Het lijkt makkelijk, maar complexiteit brengt problemen
Op het eerste gezicht lijkt het alsof AI moeiteloos code kan schrijven. Eenvoudige functies en scripts worden vaak zonder problemen gegenereerd. Maar zodra een project uit meerdere bestanden en mappen bestaat, ontstaan er problemen. AI heeft moeite met het behouden van consistentie en structuur in een grotere codebase. Dit kan leiden tot problemen zoals ontbrekende of foutieve koppelingen tussen bestanden en inconsistentie in de implementatie van functies.

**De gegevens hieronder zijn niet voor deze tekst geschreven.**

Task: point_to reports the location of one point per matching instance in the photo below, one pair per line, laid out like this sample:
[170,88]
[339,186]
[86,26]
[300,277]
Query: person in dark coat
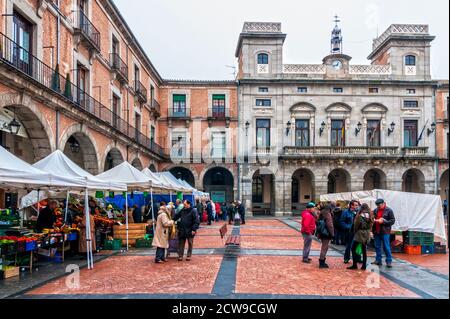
[209,211]
[188,224]
[384,220]
[241,210]
[46,217]
[361,227]
[326,217]
[346,225]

Problemen met volgorde en duplicatie
AI-agents hebben moeite met de juiste volgorde van code. Ze kunnen bijvoorbeeld initialisaties aan het einde van een bestand plaatsen, wat runtime-fouten veroorzaakt. Daarnaast kan AI zonder aarzeling meerdere versies van dezelfde klasse of functie definiëren binnen een project, wat tot conflicten en verwarring leidt.

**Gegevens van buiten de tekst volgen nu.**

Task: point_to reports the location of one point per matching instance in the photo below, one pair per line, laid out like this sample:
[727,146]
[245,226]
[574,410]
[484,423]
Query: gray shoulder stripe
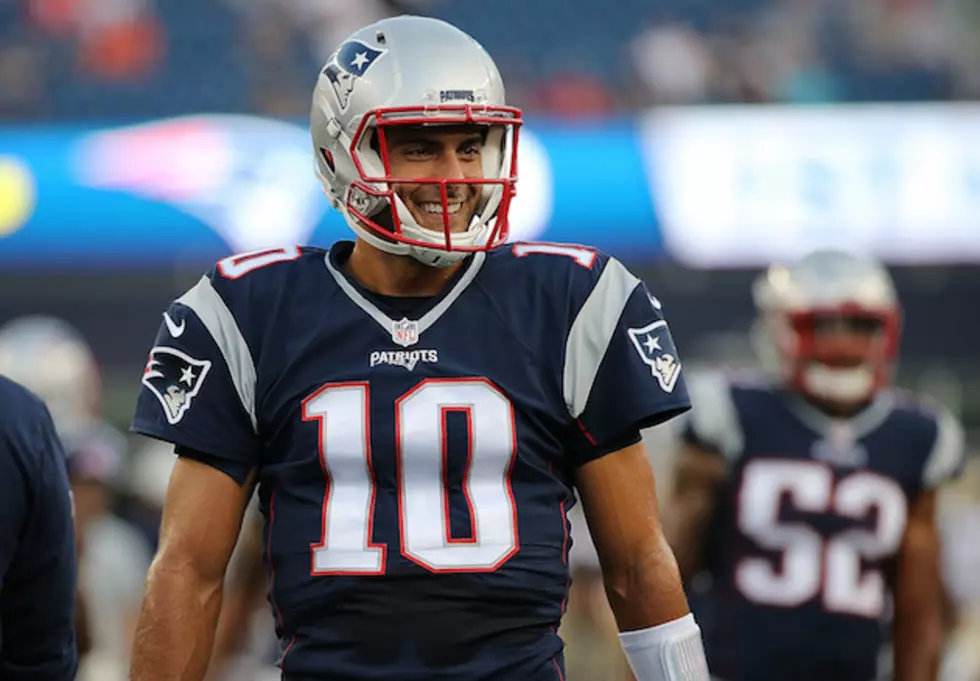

Een codeplatform met memory en projectstructuur helpt
Een oplossing hiervoor is het gebruik van AI-codeplatforms die geheugen en projectstructuren kunnen beheren. Dit helpt bij het bewaren van consistentie in complexe projecten. Helaas worden deze functies niet altijd consequent toegepast. Hierdoor kan het voorkomen dat de AI de samenhang van een project verliest en ongewenste duplicaties of incorrecte afhankelijkheden introduceert tijdens het programmeren.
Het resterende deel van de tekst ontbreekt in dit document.